Um estudo de 2023 estimou que cerca de 100 países foram afetados por contaminação por flúor (excedendo 1,5 mg/L) nas águas subterrâneas.

Os mesmos pesquisadores descobriram que 230 milhões de pessoas – a maioria na Ásia – estavam ameaçadas pelos riscos da contaminação de arsênio nas reservas subterrâneas de água.

Embora essa contaminação possa ocorrer naturalmente – mais de 80% da contaminação de águas subterrâneas por flúor e arsênio é atribuída a processos geológicos –, o uso industrial de produtos químicos e a queima de carvão também podem contribuir para o processo.
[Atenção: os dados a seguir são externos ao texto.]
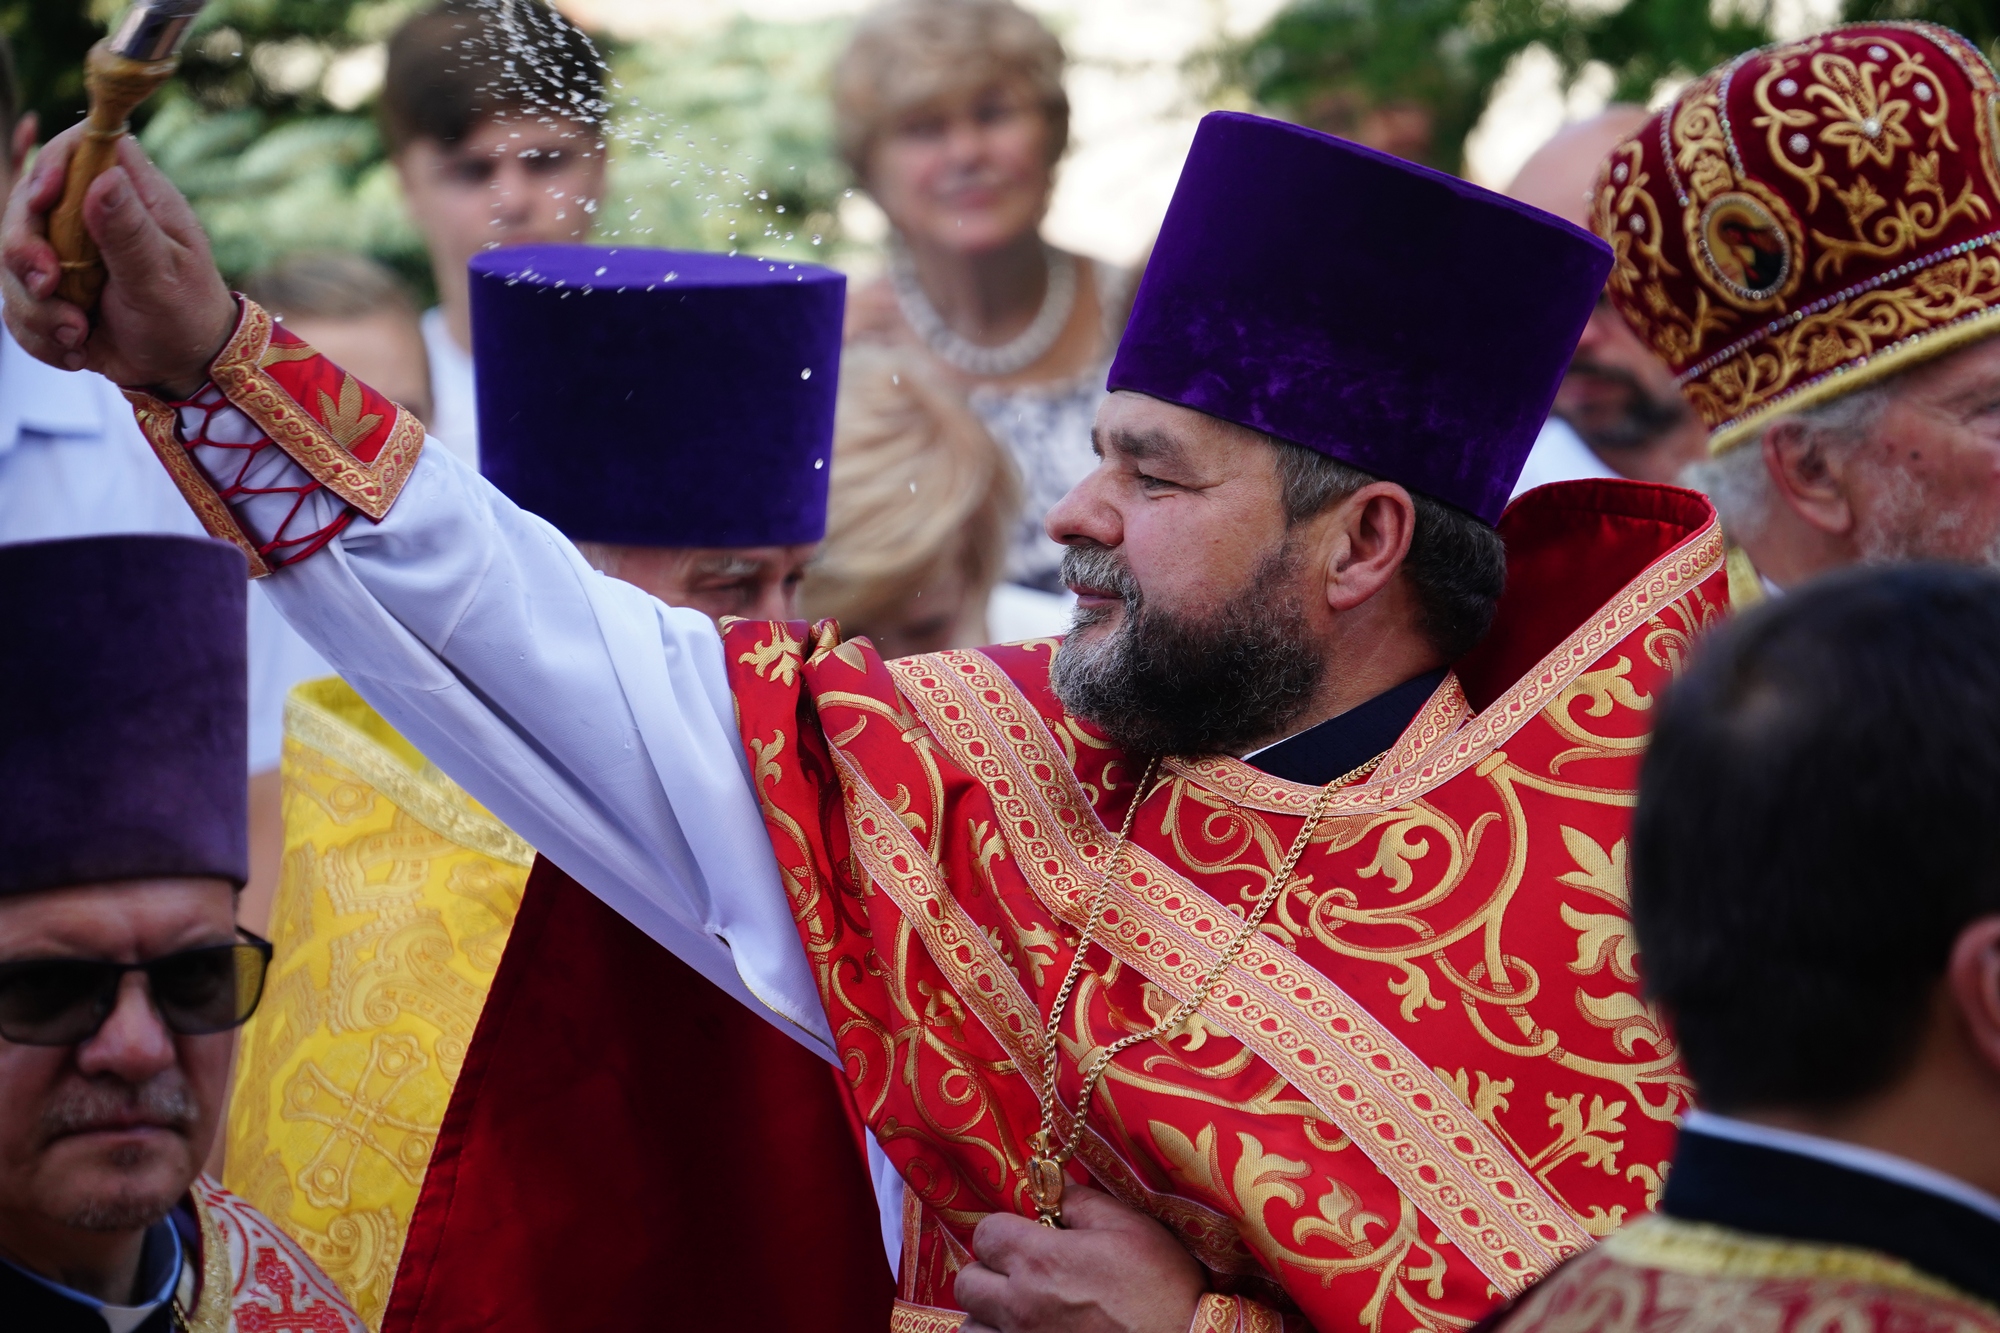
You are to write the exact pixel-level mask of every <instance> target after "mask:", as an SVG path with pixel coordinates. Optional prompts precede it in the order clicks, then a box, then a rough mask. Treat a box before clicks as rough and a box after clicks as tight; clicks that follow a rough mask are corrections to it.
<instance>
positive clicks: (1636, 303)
mask: <svg viewBox="0 0 2000 1333" xmlns="http://www.w3.org/2000/svg"><path fill="white" fill-rule="evenodd" d="M1996 104H2000V80H1996V78H1994V72H1992V68H1990V66H1988V64H1986V58H1984V56H1982V54H1980V52H1978V50H1976V48H1972V46H1970V44H1968V42H1966V40H1964V38H1960V36H1956V34H1952V32H1946V30H1944V28H1936V26H1932V24H1892V22H1884V24H1854V26H1848V28H1834V30H1830V32H1824V34H1818V36H1812V38H1806V40H1800V42H1790V44H1782V46H1772V48H1766V50H1762V52H1752V54H1748V56H1742V58H1738V60H1734V62H1730V64H1728V66H1722V68H1718V70H1712V72H1710V74H1706V76H1704V78H1700V80H1696V82H1694V84H1690V86H1688V90H1686V92H1682V96H1680V98H1676V102H1674V104H1672V106H1668V108H1666V110H1664V112H1660V116H1658V118H1656V120H1652V122H1648V124H1646V126H1644V128H1640V130H1638V132H1636V134H1634V136H1632V138H1630V140H1626V142H1624V144H1620V146H1618V148H1616V150H1614V152H1612V154H1610V158H1608V160H1606V164H1604V168H1602V170H1600V176H1598V184H1596V190H1594V196H1592V226H1594V228H1596V230H1598V234H1600V236H1604V238H1606V240H1608V242H1610V244H1612V248H1614V252H1616V264H1614V270H1612V276H1610V282H1608V292H1610V296H1612V300H1614V304H1616V306H1618V308H1620V312H1622V314H1624V316H1626V320H1628V322H1630V324H1632V326H1634V328H1636V330H1640V334H1642V336H1644V338H1646V342H1648V344H1650V346H1652V348H1654V350H1656V352H1658V354H1660V356H1662V358H1664V360H1666V362H1668V364H1670V366H1672V368H1674V370H1676V374H1678V378H1680V384H1682V392H1684V394H1686V396H1688V400H1690V402H1692V404H1694V406H1696V410H1698V412H1700V414H1702V420H1704V422H1708V426H1710V430H1712V436H1710V446H1712V448H1716V450H1722V448H1728V446H1732V444H1736V442H1740V440H1746V438H1750V436H1752V434H1756V432H1758V430H1762V426H1764V424H1768V422H1770V420H1772V418H1774V416H1776V414H1778V412H1784V410H1794V408H1802V406H1810V404H1814V402H1822V400H1826V398H1830V396H1836V394H1842V392H1848V390H1852V388H1858V386H1860V384H1866V382H1870V380H1874V378H1880V376H1884V374H1894V372H1896V370H1900V368H1904V366H1908V364H1912V362H1916V360H1922V358H1926V356H1938V354H1942V352H1946V350H1950V348H1954V346H1962V344H1966V342H1970V340H1974V338H1984V336H1988V334H1992V332H1994V328H1996V326H2000V314H1996V310H2000V162H1996V158H1994V146H1996V120H1994V108H1996ZM1668 218H1678V222H1676V224H1668V226H1662V224H1664V222H1666V220H1668Z"/></svg>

"Parece que há mais residências afetadas pela contaminação de E. coli do que pela contaminação química", diz Greenwood. "Acho, no entanto que a contaminação química traz implicações diferentes para a saúde das pessoas. Isso é algo que ainda precisa ser pesquisado mais a fundo."

Água parada em poças têm alta chance de contaminação por bactérias e vírus causadores de doenças infecciosasFoto: AFP/Getty Images

Uma em cada duas pessoas suspeita da própria água 

O acesso à água potável segura depende tanto da situação geográfica, sociocultural e econômica local quanto do país em que se vive.

Pessoas em áreas rurais mais pobres frequentemente enfrentam maiores dificuldades para acessar água limpa. Segundo estimativas da OMS de 2022, quase 500 milhões de pessoas pelo mundo coletam água de poços desprotegidos, rios, lagoas e lagos.

Mas também os que vivem em cidades com baixa renda, ou em assentamentos informais ou ilegais, têm pior acesso a fontes de água potável.

A confiança na segurança da água é bastante baixa em termos globais, com um estudo de 2019 da Lloyd's Register Foundation mostrando que uma em cada duas pessoas desconfia que sua fonte de água potável possa causar graves danos se consumida diretamente.

"Não basta ter água fluindo nas torneiras. As pessoas precisam confiar em sua água", frisou Sera Young, antropóloga da Midwestern University, Illinois, EUA, e líder do estudo.

Investir em infraestrutura é apenas parte do caminho rumo à melhoria da qualidade da água. Young defende a realização de testes frequentes para ajudar as pessoas a confiarem em seu abastecimento de água.

Isso pressupõe a publicação dos testes em linguagem acessível, defende a pesquisadora, "e até mesmo colocar testes nas mãos das pessoas" para que elas próprias possam monitorar a qualidade da água por conta própria.